KPop music is no exception and, although paparazzi aren’t as much of a problem compared to our Western standards, KPop stars still have to watch their back for netizens who have detective skills that could compete with the CIA!

For today’s post in my “K-Pop Newbie” thread, I thought I should share with you guys some stories and examples of the sort of ‘scandals’ that have been floating around the KPop world in recent memory. Moreover I find it interesting what some might consider a ‘scandal’ and how these scandals are dealt with and received- What are your thoughts on these ‘scandals?’ are they really that scandalous?

“Sunbaes 선배” and “Hoobaes 후 배”

To understand Korean culture, one should understand and appreciate that, the differences between Korean and Western culture is more than just racial. Like most of Asia, South Korean society is still very much instilled with Confucian thoughts and one of these thoughts is to hold respect for ‘rituals.’ Rituals become most apparent in Korean culture when you look at the hierarchy in relationships, where the general consensus is that you should show respect to your elders and that elders should show “benevolence and concern towards juniors.”

In KPop music, ‘respecting your elders’ is broken down in two ways- the first is (obviously) by age and it should be noted that the way you address somebody who is even ‘just’ a few months older than you could mean the difference between a lifelong friendship or being deemed offensive. Generally speaking, if somebody is older than you, then you would have to ask their permission if you want to talk to them in a more ‘buddy’ way than as a ‘sunbae’ (senior.)

The second way we’d break down this relationship of respect in KPop is to consider who debuted first but this is where things can get a bit confusing and wires easily crossed- so bear with me.

So lemme use an example here; Victoria from girl group f(x) was born in 1987, making her older than some of the members in boy group Super Junior, however, her group debuted a few years after Super Junior did; consequently, in their personal life, some of the guys in Super Junior might have to call her Noona (a respectful term to mean ‘older sister’), but if she was talking about them in public then she would have to show respect to them all (as a whole, regardless of age) and the fact that they debuted before her and call them her ‘Sunbaes.’

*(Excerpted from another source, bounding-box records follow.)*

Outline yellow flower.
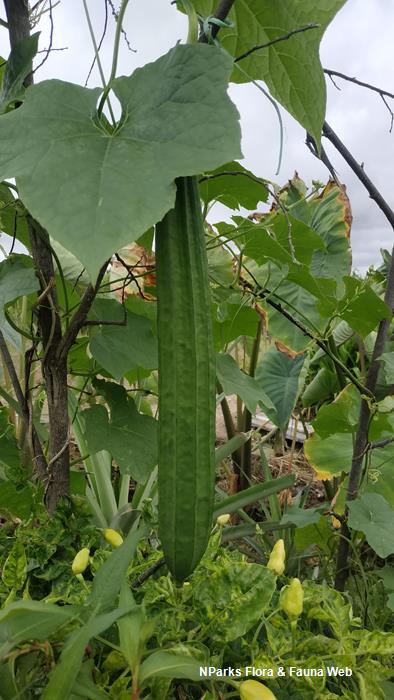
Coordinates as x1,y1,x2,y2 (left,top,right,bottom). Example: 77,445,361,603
103,528,123,547
267,540,286,576
279,578,304,620
71,547,90,576
239,681,277,700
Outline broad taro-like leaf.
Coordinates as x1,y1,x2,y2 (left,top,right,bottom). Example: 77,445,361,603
82,380,157,483
90,299,157,379
313,384,361,438
200,162,268,209
216,354,275,413
304,433,353,481
178,0,345,143
212,301,259,350
255,347,305,430
341,277,391,338
0,32,40,114
348,493,394,559
0,44,242,275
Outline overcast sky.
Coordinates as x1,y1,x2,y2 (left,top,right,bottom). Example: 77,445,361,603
0,0,394,270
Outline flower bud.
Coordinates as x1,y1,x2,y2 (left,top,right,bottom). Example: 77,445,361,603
71,547,90,576
267,540,286,576
103,528,123,547
279,578,304,620
239,680,277,700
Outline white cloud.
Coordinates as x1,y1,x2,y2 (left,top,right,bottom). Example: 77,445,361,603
0,0,394,268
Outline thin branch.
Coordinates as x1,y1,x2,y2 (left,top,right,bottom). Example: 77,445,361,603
323,68,394,133
323,122,394,229
131,557,166,588
240,270,374,398
369,437,394,450
0,331,47,480
306,133,342,188
0,331,29,412
33,0,54,75
234,22,320,63
323,122,394,591
198,0,235,44
57,260,109,359
85,0,108,87
323,68,394,100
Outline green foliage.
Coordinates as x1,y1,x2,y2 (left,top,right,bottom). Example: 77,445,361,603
255,348,305,430
178,0,345,143
82,379,157,483
200,161,268,209
348,493,394,559
89,299,157,379
0,254,38,347
0,32,40,114
216,354,275,413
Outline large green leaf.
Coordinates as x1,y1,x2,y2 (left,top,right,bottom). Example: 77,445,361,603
41,608,129,700
0,44,241,275
255,348,305,430
41,531,146,700
90,299,157,379
178,0,345,143
0,183,30,248
266,275,326,352
139,651,201,684
216,354,275,413
341,277,391,338
379,351,394,384
304,433,353,479
313,384,361,438
0,254,39,347
302,367,338,406
0,32,40,114
82,380,158,483
212,302,259,350
284,178,352,283
194,561,276,644
200,161,268,209
348,493,394,559
0,600,75,658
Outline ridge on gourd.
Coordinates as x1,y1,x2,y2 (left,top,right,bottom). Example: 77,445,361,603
156,177,215,581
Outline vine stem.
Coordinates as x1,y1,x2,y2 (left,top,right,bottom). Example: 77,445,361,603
97,0,129,119
82,0,116,126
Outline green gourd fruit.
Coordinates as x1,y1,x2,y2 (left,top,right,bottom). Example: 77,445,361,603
155,177,216,582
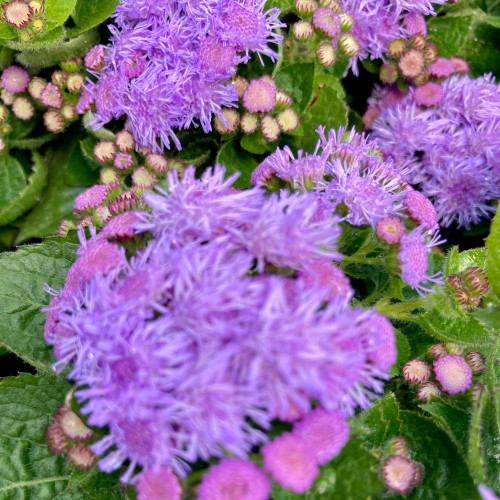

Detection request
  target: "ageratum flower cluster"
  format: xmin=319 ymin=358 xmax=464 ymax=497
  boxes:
xmin=252 ymin=127 xmax=442 ymax=294
xmin=45 ymin=167 xmax=396 ymax=481
xmin=371 ymin=74 xmax=500 ymax=228
xmin=86 ymin=0 xmax=283 ymax=152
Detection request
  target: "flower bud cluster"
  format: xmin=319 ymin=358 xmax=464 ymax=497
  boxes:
xmin=59 ymin=129 xmax=185 ymax=231
xmin=446 ymin=266 xmax=490 ymax=311
xmin=45 ymin=393 xmax=97 ymax=471
xmin=213 ymin=75 xmax=300 ymax=142
xmin=382 ymin=436 xmax=424 ymax=495
xmin=0 ymin=63 xmax=83 ymax=144
xmin=0 ymin=0 xmax=46 ymax=43
xmin=402 ymin=344 xmax=486 ymax=402
xmin=289 ymin=0 xmax=359 ymax=66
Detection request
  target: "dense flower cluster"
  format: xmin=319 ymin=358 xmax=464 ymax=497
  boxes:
xmin=371 ymin=75 xmax=500 ymax=228
xmin=45 ymin=167 xmax=396 ymax=488
xmin=82 ymin=0 xmax=282 ymax=152
xmin=252 ymin=127 xmax=442 ymax=294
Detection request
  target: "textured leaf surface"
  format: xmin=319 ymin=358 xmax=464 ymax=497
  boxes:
xmin=0 ymin=241 xmax=78 ymax=371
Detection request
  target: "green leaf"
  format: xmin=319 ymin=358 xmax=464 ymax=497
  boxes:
xmin=0 ymin=151 xmax=26 ymax=211
xmin=0 ymin=151 xmax=47 ymax=225
xmin=70 ymin=0 xmax=118 ymax=36
xmin=294 ymin=86 xmax=347 ymax=152
xmin=0 ymin=374 xmax=86 ymax=500
xmin=0 ymin=241 xmax=78 ymax=372
xmin=400 ymin=411 xmax=479 ymax=500
xmin=275 ymin=63 xmax=314 ymax=113
xmin=6 ymin=26 xmax=66 ymax=51
xmin=350 ymin=393 xmax=401 ymax=448
xmin=44 ymin=0 xmax=78 ymax=25
xmin=305 ymin=439 xmax=385 ymax=500
xmin=216 ymin=139 xmax=259 ymax=189
xmin=417 ymin=310 xmax=492 ymax=346
xmin=16 ymin=147 xmax=85 ymax=244
xmin=485 ymin=206 xmax=500 ymax=303
xmin=420 ymin=402 xmax=471 ymax=458
xmin=17 ymin=30 xmax=99 ymax=70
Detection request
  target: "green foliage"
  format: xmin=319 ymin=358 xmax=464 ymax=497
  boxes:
xmin=0 ymin=240 xmax=78 ymax=372
xmin=0 ymin=151 xmax=47 ymax=225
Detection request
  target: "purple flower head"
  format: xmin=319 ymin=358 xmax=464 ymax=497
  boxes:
xmin=398 ymin=226 xmax=443 ymax=295
xmin=198 ymin=458 xmax=271 ymax=500
xmin=293 ymin=406 xmax=349 ymax=465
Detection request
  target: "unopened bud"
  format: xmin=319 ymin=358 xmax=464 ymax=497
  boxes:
xmin=338 ymin=33 xmax=359 ymax=57
xmin=388 ymin=38 xmax=408 ymax=59
xmin=379 ymin=63 xmax=399 ymax=83
xmin=316 ymin=42 xmax=337 ymax=67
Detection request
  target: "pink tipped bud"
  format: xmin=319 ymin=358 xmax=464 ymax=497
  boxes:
xmin=417 ymin=382 xmax=441 ymax=401
xmin=463 ymin=266 xmax=490 ymax=296
xmin=43 ymin=109 xmax=65 ymax=134
xmin=2 ymin=66 xmax=30 ymax=94
xmin=57 ymin=219 xmax=75 ymax=236
xmin=377 ymin=217 xmax=406 ymax=244
xmin=113 ymin=153 xmax=135 ymax=171
xmin=115 ymin=130 xmax=135 ymax=153
xmin=403 ymin=190 xmax=438 ymax=229
xmin=146 ymin=153 xmax=168 ymax=174
xmin=2 ymin=0 xmax=33 ymax=28
xmin=434 ymin=354 xmax=472 ymax=394
xmin=410 ymin=33 xmax=427 ymax=50
xmin=424 ymin=43 xmax=439 ymax=64
xmin=132 ymin=167 xmax=156 ymax=190
xmin=67 ymin=443 xmax=97 ymax=471
xmin=93 ymin=141 xmax=116 ymax=163
xmin=84 ymin=45 xmax=106 ymax=71
xmin=450 ymin=57 xmax=470 ymax=75
xmin=446 ymin=274 xmax=464 ymax=291
xmin=59 ymin=410 xmax=94 ymax=441
xmin=316 ymin=42 xmax=337 ymax=67
xmin=295 ymin=0 xmax=318 ymax=15
xmin=260 ymin=115 xmax=281 ymax=142
xmin=40 ymin=83 xmax=62 ymax=108
xmin=243 ymin=79 xmax=276 ymax=113
xmin=214 ymin=108 xmax=240 ymax=134
xmin=466 ymin=351 xmax=486 ymax=373
xmin=231 ymin=75 xmax=248 ymax=99
xmin=403 ymin=359 xmax=431 ymax=384
xmin=388 ymin=436 xmax=410 ymax=457
xmin=387 ymin=38 xmax=408 ymax=59
xmin=398 ymin=49 xmax=425 ymax=78
xmin=378 ymin=63 xmax=399 ymax=83
xmin=338 ymin=33 xmax=359 ymax=57
xmin=73 ymin=184 xmax=109 ymax=213
xmin=292 ymin=21 xmax=314 ymax=40
xmin=45 ymin=420 xmax=69 ymax=454
xmin=66 ymin=73 xmax=85 ymax=94
xmin=429 ymin=344 xmax=448 ymax=359
xmin=12 ymin=97 xmax=35 ymax=121
xmin=276 ymin=108 xmax=300 ymax=132
xmin=108 ymin=191 xmax=141 ymax=215
xmin=382 ymin=455 xmax=422 ymax=494
xmin=50 ymin=69 xmax=68 ymax=89
xmin=241 ymin=113 xmax=259 ymax=134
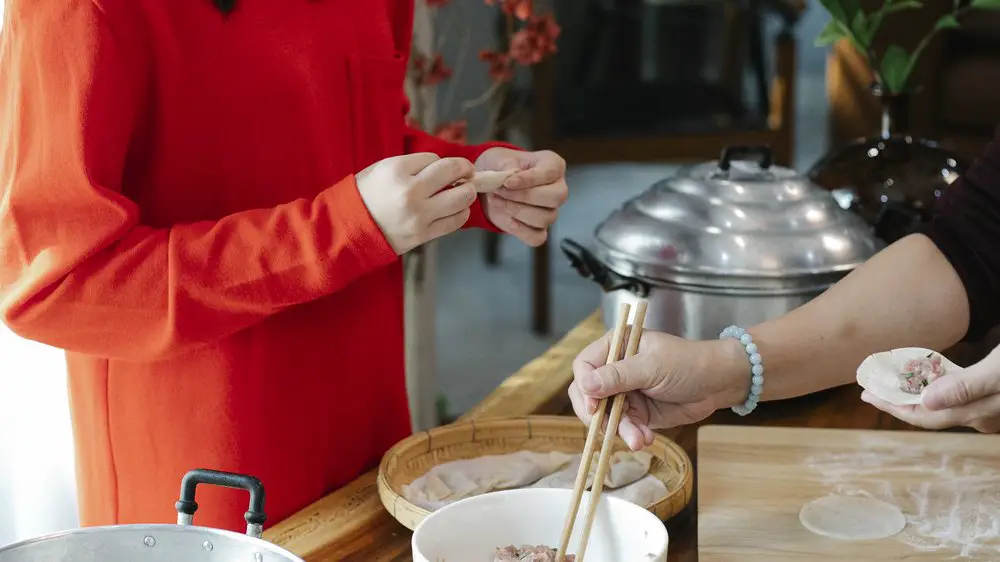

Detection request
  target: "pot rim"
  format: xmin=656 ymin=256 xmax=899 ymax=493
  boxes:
xmin=0 ymin=523 xmax=302 ymax=562
xmin=595 ymin=242 xmax=864 ymax=290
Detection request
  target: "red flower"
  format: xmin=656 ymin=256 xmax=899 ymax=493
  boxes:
xmin=479 ymin=51 xmax=514 ymax=82
xmin=413 ymin=54 xmax=452 ymax=86
xmin=434 ymin=119 xmax=469 ymax=144
xmin=510 ymin=15 xmax=561 ymax=66
xmin=486 ymin=0 xmax=535 ymax=21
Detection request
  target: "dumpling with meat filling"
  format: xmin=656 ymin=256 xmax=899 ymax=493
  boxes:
xmin=858 ymin=347 xmax=961 ymax=406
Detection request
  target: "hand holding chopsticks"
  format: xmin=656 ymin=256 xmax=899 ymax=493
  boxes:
xmin=556 ymin=301 xmax=647 ymax=562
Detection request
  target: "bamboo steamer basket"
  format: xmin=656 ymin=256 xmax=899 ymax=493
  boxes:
xmin=377 ymin=416 xmax=694 ymax=531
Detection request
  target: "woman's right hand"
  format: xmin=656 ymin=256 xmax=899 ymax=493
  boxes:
xmin=355 ymin=152 xmax=476 ymax=255
xmin=569 ymin=331 xmax=750 ymax=450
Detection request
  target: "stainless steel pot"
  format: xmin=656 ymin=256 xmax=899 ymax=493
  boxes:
xmin=561 ymin=147 xmax=883 ymax=339
xmin=0 ymin=469 xmax=303 ymax=562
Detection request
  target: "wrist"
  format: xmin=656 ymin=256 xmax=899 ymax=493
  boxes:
xmin=702 ymin=332 xmax=751 ymax=408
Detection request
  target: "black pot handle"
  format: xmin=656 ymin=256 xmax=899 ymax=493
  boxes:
xmin=559 ymin=238 xmax=652 ymax=297
xmin=174 ymin=468 xmax=267 ymax=539
xmin=719 ymin=145 xmax=774 ymax=172
xmin=874 ymin=201 xmax=923 ymax=244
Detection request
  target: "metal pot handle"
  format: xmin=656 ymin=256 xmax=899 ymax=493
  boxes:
xmin=874 ymin=201 xmax=922 ymax=244
xmin=719 ymin=145 xmax=774 ymax=172
xmin=559 ymin=238 xmax=651 ymax=297
xmin=174 ymin=468 xmax=267 ymax=539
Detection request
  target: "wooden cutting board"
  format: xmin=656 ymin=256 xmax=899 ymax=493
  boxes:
xmin=696 ymin=426 xmax=1000 ymax=562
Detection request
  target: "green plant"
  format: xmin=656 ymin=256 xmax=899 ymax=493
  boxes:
xmin=816 ymin=0 xmax=1000 ymax=93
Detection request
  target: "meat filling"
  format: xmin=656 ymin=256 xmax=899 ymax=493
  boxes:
xmin=493 ymin=546 xmax=576 ymax=562
xmin=899 ymin=353 xmax=945 ymax=394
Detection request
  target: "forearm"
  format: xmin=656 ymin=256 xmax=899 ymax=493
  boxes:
xmin=718 ymin=235 xmax=969 ymax=405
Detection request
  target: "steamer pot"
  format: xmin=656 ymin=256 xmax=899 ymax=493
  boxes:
xmin=561 ymin=146 xmax=884 ymax=339
xmin=0 ymin=469 xmax=303 ymax=562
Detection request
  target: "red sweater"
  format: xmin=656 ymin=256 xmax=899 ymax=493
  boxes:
xmin=0 ymin=0 xmax=508 ymax=530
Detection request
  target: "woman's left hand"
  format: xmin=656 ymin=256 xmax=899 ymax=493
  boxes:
xmin=476 ymin=147 xmax=569 ymax=247
xmin=861 ymin=347 xmax=1000 ymax=433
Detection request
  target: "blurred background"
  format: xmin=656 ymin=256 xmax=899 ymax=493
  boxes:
xmin=0 ymin=0 xmax=1000 ymax=544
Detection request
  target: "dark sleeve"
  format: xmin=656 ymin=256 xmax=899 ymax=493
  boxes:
xmin=922 ymin=127 xmax=1000 ymax=340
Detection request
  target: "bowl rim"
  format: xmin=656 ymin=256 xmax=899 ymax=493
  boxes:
xmin=410 ymin=488 xmax=670 ymax=559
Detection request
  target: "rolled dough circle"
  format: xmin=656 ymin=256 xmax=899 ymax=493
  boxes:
xmin=799 ymin=496 xmax=906 ymax=541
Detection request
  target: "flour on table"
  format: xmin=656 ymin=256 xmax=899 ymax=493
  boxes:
xmin=805 ymin=441 xmax=1000 ymax=560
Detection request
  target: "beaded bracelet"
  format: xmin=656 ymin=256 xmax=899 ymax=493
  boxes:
xmin=719 ymin=326 xmax=764 ymax=416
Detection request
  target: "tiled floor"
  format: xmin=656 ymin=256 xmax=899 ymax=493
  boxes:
xmin=437 ymin=6 xmax=827 ymax=413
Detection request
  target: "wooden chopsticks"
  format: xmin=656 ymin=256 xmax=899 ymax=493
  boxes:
xmin=556 ymin=300 xmax=647 ymax=562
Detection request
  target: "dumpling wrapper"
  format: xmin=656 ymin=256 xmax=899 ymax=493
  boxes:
xmin=532 ymin=451 xmax=653 ymax=490
xmin=456 ymin=170 xmax=519 ymax=193
xmin=858 ymin=347 xmax=962 ymax=406
xmin=403 ymin=451 xmax=573 ymax=511
xmin=799 ymin=496 xmax=906 ymax=541
xmin=607 ymin=474 xmax=668 ymax=507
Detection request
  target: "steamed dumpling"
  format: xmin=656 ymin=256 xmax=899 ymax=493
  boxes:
xmin=403 ymin=451 xmax=579 ymax=511
xmin=532 ymin=451 xmax=653 ymax=490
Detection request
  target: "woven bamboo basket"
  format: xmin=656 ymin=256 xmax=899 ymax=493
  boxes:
xmin=378 ymin=416 xmax=694 ymax=530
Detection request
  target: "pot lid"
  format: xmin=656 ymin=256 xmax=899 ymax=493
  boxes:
xmin=595 ymin=147 xmax=883 ymax=281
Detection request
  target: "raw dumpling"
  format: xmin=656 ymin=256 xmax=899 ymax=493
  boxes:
xmin=455 ymin=170 xmax=517 ymax=193
xmin=403 ymin=451 xmax=573 ymax=511
xmin=608 ymin=474 xmax=667 ymax=507
xmin=532 ymin=451 xmax=653 ymax=490
xmin=858 ymin=347 xmax=961 ymax=406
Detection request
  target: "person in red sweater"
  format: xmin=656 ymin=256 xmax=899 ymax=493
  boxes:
xmin=0 ymin=0 xmax=567 ymax=530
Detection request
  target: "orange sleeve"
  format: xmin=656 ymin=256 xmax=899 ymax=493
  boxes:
xmin=0 ymin=0 xmax=397 ymax=360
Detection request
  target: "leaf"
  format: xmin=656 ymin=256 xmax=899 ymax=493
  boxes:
xmin=879 ymin=45 xmax=910 ymax=93
xmin=815 ymin=20 xmax=847 ymax=47
xmin=840 ymin=0 xmax=864 ymax=21
xmin=934 ymin=14 xmax=962 ymax=30
xmin=883 ymin=0 xmax=924 ymax=14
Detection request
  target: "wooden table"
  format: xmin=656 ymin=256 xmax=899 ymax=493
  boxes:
xmin=264 ymin=313 xmax=928 ymax=562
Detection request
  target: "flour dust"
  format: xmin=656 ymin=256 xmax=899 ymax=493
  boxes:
xmin=805 ymin=442 xmax=1000 ymax=560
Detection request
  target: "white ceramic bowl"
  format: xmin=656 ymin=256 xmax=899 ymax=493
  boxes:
xmin=412 ymin=488 xmax=668 ymax=562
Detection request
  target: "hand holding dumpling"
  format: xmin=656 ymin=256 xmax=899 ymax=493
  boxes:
xmin=861 ymin=347 xmax=1000 ymax=433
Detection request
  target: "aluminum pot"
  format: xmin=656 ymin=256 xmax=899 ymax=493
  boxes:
xmin=0 ymin=469 xmax=303 ymax=562
xmin=561 ymin=146 xmax=884 ymax=339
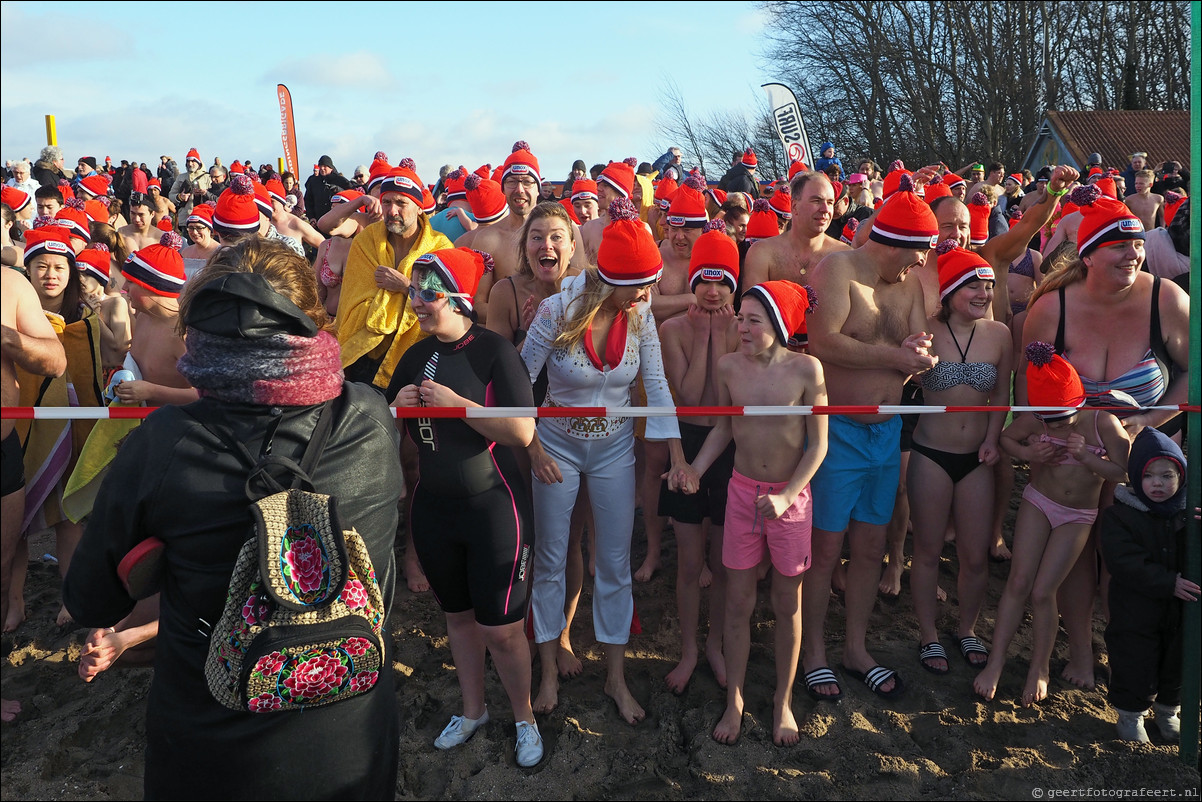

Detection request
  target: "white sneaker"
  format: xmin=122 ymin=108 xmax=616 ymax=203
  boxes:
xmin=434 ymin=708 xmax=488 ymax=749
xmin=514 ymin=721 xmax=542 ymax=768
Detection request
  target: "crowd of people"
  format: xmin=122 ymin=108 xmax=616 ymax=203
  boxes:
xmin=0 ymin=141 xmax=1198 ymax=797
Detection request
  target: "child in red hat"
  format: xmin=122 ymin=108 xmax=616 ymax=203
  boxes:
xmin=668 ymin=280 xmax=827 ymax=745
xmin=972 ymin=341 xmax=1131 ymax=707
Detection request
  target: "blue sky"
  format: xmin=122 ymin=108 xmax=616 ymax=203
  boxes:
xmin=0 ymin=2 xmax=778 ymax=182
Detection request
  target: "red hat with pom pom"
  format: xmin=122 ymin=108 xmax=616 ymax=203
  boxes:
xmin=689 ymin=220 xmax=739 ymax=292
xmin=213 ymin=176 xmax=260 ymax=232
xmin=744 ymin=197 xmax=780 ymax=242
xmin=868 ymin=174 xmax=939 ymax=250
xmin=121 ymin=230 xmax=187 ymax=298
xmin=597 ymin=156 xmax=638 ymax=197
xmin=76 ymin=242 xmax=112 ymax=286
xmin=1027 ymin=340 xmax=1085 ymax=421
xmin=186 ymin=203 xmax=216 ymax=231
xmin=54 ymin=198 xmax=91 ymax=243
xmin=668 ymin=171 xmax=709 ymax=228
xmin=968 ymin=192 xmax=993 ymax=245
xmin=1070 ymin=182 xmax=1144 ymax=256
xmin=463 ymin=173 xmax=510 ymax=222
xmin=935 ymin=239 xmax=996 ymax=301
xmin=597 ymin=197 xmax=664 ymax=286
xmin=380 ymin=159 xmax=426 ymax=208
xmin=500 ymin=139 xmax=542 ymax=184
xmin=413 ymin=248 xmax=493 ymax=315
xmin=743 ymin=279 xmax=815 ymax=345
xmin=24 ymin=226 xmax=76 ymax=267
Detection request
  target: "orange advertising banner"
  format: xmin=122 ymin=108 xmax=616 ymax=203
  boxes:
xmin=275 ymin=84 xmax=301 ymax=177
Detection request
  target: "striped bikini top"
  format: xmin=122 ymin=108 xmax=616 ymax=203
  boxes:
xmin=1055 ymin=277 xmax=1172 ymax=418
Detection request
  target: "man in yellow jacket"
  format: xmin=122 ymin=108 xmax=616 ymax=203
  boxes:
xmin=337 ymin=159 xmax=453 ymax=392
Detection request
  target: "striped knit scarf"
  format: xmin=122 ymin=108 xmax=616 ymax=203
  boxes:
xmin=178 ymin=328 xmax=343 ymax=406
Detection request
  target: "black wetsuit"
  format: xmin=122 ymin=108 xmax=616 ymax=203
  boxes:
xmin=386 ymin=326 xmax=534 ymax=626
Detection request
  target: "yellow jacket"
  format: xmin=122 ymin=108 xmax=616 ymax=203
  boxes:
xmin=335 ymin=214 xmax=454 ymax=388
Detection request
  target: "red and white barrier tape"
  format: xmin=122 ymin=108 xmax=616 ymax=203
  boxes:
xmin=0 ymin=404 xmax=1202 ymax=421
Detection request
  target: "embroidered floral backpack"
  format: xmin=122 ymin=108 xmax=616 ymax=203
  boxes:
xmin=182 ymin=403 xmax=385 ymax=713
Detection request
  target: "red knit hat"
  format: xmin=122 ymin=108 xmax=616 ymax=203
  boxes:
xmin=83 ymin=198 xmax=108 ymax=222
xmin=571 ymin=178 xmax=597 ymax=201
xmin=121 ymin=228 xmax=187 ymax=298
xmin=868 ymin=176 xmax=939 ymax=250
xmin=744 ymin=197 xmax=780 ymax=242
xmin=442 ymin=165 xmax=468 ymax=203
xmin=0 ymin=186 xmax=34 ymax=212
xmin=597 ymin=197 xmax=664 ymax=286
xmin=743 ymin=280 xmax=814 ymax=345
xmin=935 ymin=239 xmax=998 ymax=301
xmin=1070 ymin=184 xmax=1144 ymax=256
xmin=968 ymin=192 xmax=992 ymax=245
xmin=76 ymin=242 xmax=112 ymax=286
xmin=597 ymin=156 xmax=638 ymax=197
xmin=922 ymin=173 xmax=952 ymax=206
xmin=79 ymin=174 xmax=108 ymax=197
xmin=463 ymin=173 xmax=510 ymax=222
xmin=263 ymin=174 xmax=287 ymax=203
xmin=380 ymin=159 xmax=426 ymax=208
xmin=54 ymin=198 xmax=91 ymax=243
xmin=24 ymin=224 xmax=76 ymax=267
xmin=881 ymin=159 xmax=914 ymax=201
xmin=213 ymin=176 xmax=260 ymax=231
xmin=498 ymin=139 xmax=542 ymax=184
xmin=413 ymin=248 xmax=493 ymax=315
xmin=367 ymin=150 xmax=392 ymax=192
xmin=559 ymin=197 xmax=581 ymax=225
xmin=668 ymin=171 xmax=709 ymax=228
xmin=655 ymin=178 xmax=680 ymax=212
xmin=252 ymin=181 xmax=274 ymax=218
xmin=329 ymin=189 xmax=363 ymax=206
xmin=839 ymin=218 xmax=859 ymax=245
xmin=768 ymin=185 xmax=798 ymax=220
xmin=1027 ymin=340 xmax=1085 ymax=421
xmin=689 ymin=220 xmax=739 ymax=292
xmin=185 ymin=203 xmax=216 ymax=231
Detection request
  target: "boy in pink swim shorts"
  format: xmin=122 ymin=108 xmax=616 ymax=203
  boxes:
xmin=668 ymin=281 xmax=827 ymax=745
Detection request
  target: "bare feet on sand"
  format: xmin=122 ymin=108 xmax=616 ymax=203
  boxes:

Krystal from girl group f(x) received backlash for disrespecting her Sunbae

This whole hierarchy is taken very seriously in KPop and a few ‘hoobaes’ (newbies) have faced a backlash from their seniors and the public for not showing respect in this way; for example Krystal, a member of girl group f(x), appeared on a Korean variety program in 2010 and appeared to be disrespecting an elder by being preoccupied with her mobile phone whilst they were telling a story- as a result, she faced public criticism and had to make a public apology. By our Western standards, I’ll admit that having to apologise to somebody for your actions, simply because they are older than you seems odd; however, it should be understood that ‘respecting an elder’ is part and parcel in Korean society and without this factor, Koreans wouldn’t know how to address one another.

Dating and relationships

Seriously, should dating be considered a scandal? I’ll admit, this is a topic that I’d feel mixed reactions about if it was my favourite celebrity who was out there and ‘doin his thing;’ if that person ended up in a relationship, any unbiased sentimentally I may feel would turn to mush and something innately ‘fangirl’ might take over! I’m not saying I’d be boiling rabbits here or anything, but you do (at least) end up feeling jealous. And yet, when you see your favourite celebrity hit 30 and they say that they wish they had found love and had got married sooner- your ‘human’ side takes over and you just feel for them.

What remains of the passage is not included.